What is hard to talk about depends on the person and their relationship.

Some find it hard to talk about issues such as sexual intimacy or conflict with a spouse, others find it hard to talk about financial worries or career goals. A short list of common difficult topics include: death, money, health, sex, family, past relationships, career, body image, addiction and feelings of betrayal, unfairness, fear, disappointment, inconsideration, rejection, or failure.

It can be beneficial to ask ourself some questions to gain insight on our motivations for having a difficult conversation and clarify our thinking. Before having difficult conversations, it may be useful to journal our thoughts and feelings down on a piece of paper to make them tangible and concrete before our very eyes. We cannot evaluate abstract thoughts in our mind about our life or about ourselves. However, we can begin to sort them out when we see them in black and white in front of us.

By answering these questions we are able to make our internalized, unconscious, unacceptable feelings conscious and concrete. This allows us to find relief from our conflicting logical and emotional reactions, which helps us to move forward.

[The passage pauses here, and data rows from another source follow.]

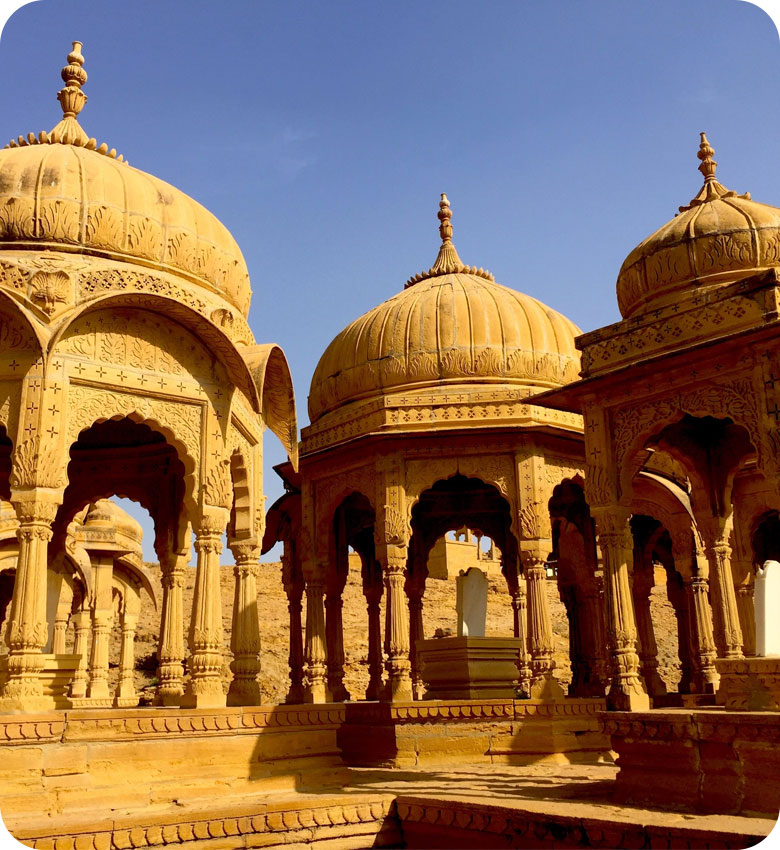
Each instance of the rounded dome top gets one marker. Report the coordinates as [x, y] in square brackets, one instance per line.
[451, 325]
[62, 191]
[104, 512]
[719, 237]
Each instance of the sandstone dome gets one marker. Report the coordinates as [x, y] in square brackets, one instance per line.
[719, 237]
[108, 514]
[63, 192]
[451, 326]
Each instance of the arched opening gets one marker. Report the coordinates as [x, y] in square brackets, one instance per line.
[580, 585]
[354, 663]
[458, 607]
[112, 461]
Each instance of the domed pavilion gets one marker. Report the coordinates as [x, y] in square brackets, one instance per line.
[681, 396]
[420, 425]
[127, 368]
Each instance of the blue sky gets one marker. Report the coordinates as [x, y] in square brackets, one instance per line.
[321, 134]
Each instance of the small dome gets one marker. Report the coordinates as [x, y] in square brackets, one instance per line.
[106, 513]
[451, 325]
[62, 191]
[719, 237]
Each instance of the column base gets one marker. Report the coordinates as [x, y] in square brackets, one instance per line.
[635, 699]
[546, 688]
[244, 692]
[205, 695]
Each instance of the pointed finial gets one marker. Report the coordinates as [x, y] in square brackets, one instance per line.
[445, 214]
[706, 154]
[72, 100]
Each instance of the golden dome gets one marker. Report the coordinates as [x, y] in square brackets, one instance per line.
[719, 237]
[108, 514]
[452, 325]
[62, 191]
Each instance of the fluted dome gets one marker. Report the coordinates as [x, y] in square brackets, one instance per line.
[108, 514]
[452, 325]
[719, 237]
[62, 191]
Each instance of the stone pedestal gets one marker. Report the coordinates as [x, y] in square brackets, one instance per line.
[749, 684]
[469, 667]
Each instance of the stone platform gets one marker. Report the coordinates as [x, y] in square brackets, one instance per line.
[704, 760]
[68, 763]
[430, 732]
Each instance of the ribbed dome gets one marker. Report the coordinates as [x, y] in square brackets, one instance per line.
[452, 325]
[719, 237]
[59, 190]
[106, 513]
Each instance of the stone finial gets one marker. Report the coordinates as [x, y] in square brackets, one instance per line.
[72, 100]
[445, 214]
[447, 261]
[712, 190]
[706, 154]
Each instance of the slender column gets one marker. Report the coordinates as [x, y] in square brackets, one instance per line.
[293, 587]
[416, 632]
[334, 629]
[245, 632]
[125, 692]
[399, 680]
[540, 641]
[102, 621]
[81, 621]
[648, 648]
[373, 593]
[171, 650]
[520, 629]
[204, 689]
[728, 634]
[61, 617]
[705, 676]
[747, 616]
[590, 616]
[28, 631]
[627, 689]
[315, 667]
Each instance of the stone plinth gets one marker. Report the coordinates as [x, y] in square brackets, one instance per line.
[749, 684]
[440, 733]
[83, 763]
[469, 667]
[724, 762]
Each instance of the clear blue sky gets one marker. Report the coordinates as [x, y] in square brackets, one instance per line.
[321, 134]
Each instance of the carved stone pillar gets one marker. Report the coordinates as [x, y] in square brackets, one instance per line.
[416, 633]
[373, 594]
[728, 634]
[245, 632]
[334, 630]
[102, 622]
[204, 689]
[520, 630]
[125, 692]
[594, 642]
[316, 689]
[540, 640]
[171, 651]
[81, 622]
[61, 617]
[642, 584]
[627, 689]
[747, 616]
[399, 680]
[27, 630]
[292, 580]
[705, 678]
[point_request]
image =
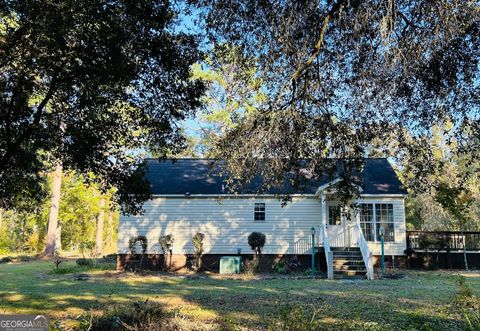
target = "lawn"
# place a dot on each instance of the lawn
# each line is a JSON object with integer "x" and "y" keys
{"x": 420, "y": 300}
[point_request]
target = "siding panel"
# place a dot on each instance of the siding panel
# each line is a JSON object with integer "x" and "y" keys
{"x": 227, "y": 223}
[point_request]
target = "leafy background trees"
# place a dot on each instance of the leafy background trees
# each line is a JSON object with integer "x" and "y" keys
{"x": 24, "y": 230}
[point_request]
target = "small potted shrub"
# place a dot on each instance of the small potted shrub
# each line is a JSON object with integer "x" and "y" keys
{"x": 132, "y": 245}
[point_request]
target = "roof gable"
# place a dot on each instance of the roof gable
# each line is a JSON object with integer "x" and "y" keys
{"x": 199, "y": 176}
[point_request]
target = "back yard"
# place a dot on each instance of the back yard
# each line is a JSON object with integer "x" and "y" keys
{"x": 419, "y": 300}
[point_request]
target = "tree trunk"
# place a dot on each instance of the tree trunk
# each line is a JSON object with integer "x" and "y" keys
{"x": 465, "y": 251}
{"x": 54, "y": 207}
{"x": 58, "y": 238}
{"x": 99, "y": 237}
{"x": 110, "y": 230}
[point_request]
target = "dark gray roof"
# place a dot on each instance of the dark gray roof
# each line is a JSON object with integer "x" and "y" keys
{"x": 197, "y": 176}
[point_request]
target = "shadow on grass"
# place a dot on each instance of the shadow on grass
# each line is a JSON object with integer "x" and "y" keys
{"x": 415, "y": 303}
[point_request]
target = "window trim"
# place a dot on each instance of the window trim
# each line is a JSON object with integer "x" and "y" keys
{"x": 374, "y": 220}
{"x": 260, "y": 211}
{"x": 339, "y": 214}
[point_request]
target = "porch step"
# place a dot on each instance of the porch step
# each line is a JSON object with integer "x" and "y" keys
{"x": 350, "y": 273}
{"x": 345, "y": 249}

We can begin by using some focusing questions, such as:
“What is the worst part about it?”
“How does that worst part make me feel?”
“When else have I felt this way?”
“Is it better to be right or just have peace?”
“What am I trying achieve?”
“What scares me about this?”
“How will this affect my life in the long term?”
“What would be an ideal outcome?”
“What advice would I give to someone else in this situation?”

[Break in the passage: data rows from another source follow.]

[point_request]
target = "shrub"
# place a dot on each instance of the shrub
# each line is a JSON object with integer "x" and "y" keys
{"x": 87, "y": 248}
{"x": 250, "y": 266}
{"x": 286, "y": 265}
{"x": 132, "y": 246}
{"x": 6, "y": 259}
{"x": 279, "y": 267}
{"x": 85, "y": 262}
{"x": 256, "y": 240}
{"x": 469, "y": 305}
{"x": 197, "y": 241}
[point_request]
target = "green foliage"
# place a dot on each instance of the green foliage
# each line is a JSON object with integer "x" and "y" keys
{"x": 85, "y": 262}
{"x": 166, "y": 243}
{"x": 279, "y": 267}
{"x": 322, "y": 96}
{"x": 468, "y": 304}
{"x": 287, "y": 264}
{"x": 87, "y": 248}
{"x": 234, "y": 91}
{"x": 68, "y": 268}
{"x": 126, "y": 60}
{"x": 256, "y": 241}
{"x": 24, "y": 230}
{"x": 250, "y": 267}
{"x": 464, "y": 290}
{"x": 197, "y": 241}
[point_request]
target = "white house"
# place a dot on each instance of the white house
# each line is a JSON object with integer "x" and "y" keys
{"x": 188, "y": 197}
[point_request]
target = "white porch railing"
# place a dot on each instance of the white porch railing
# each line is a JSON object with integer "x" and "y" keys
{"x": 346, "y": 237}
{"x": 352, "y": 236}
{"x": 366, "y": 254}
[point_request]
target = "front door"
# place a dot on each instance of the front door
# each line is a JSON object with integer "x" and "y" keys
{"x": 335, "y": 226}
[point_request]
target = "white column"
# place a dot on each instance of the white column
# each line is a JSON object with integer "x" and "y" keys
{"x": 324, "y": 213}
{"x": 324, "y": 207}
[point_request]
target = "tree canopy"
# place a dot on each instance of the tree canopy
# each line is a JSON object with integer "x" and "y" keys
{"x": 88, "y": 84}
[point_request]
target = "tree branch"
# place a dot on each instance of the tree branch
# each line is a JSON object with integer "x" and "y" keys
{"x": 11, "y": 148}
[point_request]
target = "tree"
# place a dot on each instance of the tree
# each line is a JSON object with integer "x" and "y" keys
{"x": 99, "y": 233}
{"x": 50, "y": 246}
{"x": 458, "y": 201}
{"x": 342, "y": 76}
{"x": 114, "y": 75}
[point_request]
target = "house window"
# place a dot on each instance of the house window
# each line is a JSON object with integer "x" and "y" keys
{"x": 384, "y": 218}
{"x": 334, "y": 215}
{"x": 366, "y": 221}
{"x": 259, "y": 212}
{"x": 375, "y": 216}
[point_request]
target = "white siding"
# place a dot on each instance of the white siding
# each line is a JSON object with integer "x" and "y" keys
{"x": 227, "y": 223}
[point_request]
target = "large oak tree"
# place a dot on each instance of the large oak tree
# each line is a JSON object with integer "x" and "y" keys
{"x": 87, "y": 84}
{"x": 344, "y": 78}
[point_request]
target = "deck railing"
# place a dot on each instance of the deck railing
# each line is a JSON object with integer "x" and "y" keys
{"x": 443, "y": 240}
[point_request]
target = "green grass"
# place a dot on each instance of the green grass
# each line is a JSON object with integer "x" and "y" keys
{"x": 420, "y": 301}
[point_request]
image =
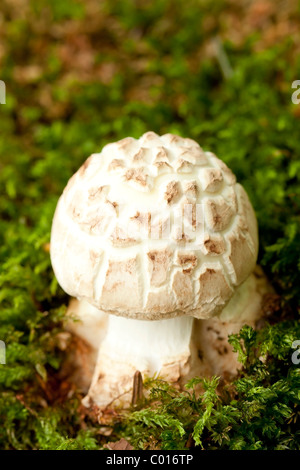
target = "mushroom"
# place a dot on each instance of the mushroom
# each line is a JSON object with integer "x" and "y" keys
{"x": 155, "y": 235}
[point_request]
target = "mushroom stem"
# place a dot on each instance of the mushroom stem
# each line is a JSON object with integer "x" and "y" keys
{"x": 160, "y": 347}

There is no one best way to bring up a difficult subject. I suggest inviting the person to talk by scheduling a conversation, rather then pushing them into a discussion. Invitations support cooperation, rather then bullying others into speaking when its convenient only for us. It can help to ask:
“Is this a good time to talk?”
“I want to talk, can we sit down tomorrow after dinner?”
“I need your help with what just happened. Do you have a few minutes to talk?”
“I’d like to talk about___________. When is a good time for you?”

When having difficult conversation, we should find a set time to discuss our concerns. The time must be agreed upon by both parties and must be a priority despite any unforeseen events.

When discussing these issues, I recommend turning off all music, televisions sets, computers and cell phones. It’s essential to remove any distractions to emphasize that this conversation is a priority.

Second, come right to the point and use an “I” statement. For example, “I felt hurt when..” or “I’m concerned about ….” or “I’m feeling really… (put an emotion here like sad, scared, frustrated, overwhelmed, stressed), and I need your help.”

Third, make a request for what we would like to see happen going forward, such as: ” I’d prefer …(list something specific and do-able here like bring home a gallon of milk and a carton of eggs on the way home).”

Another important point, is to make the request in the positive, rather then the negative. If we want someone to stop shouting, we can  for example, suggest: “I’d prefer you talk in a calm voice.” The idea is that we need to let the other person know what we want instead of what they are already doing. If we say stop doing so and so, they may be confused on what else they can do, so they simply continue acting as they always have.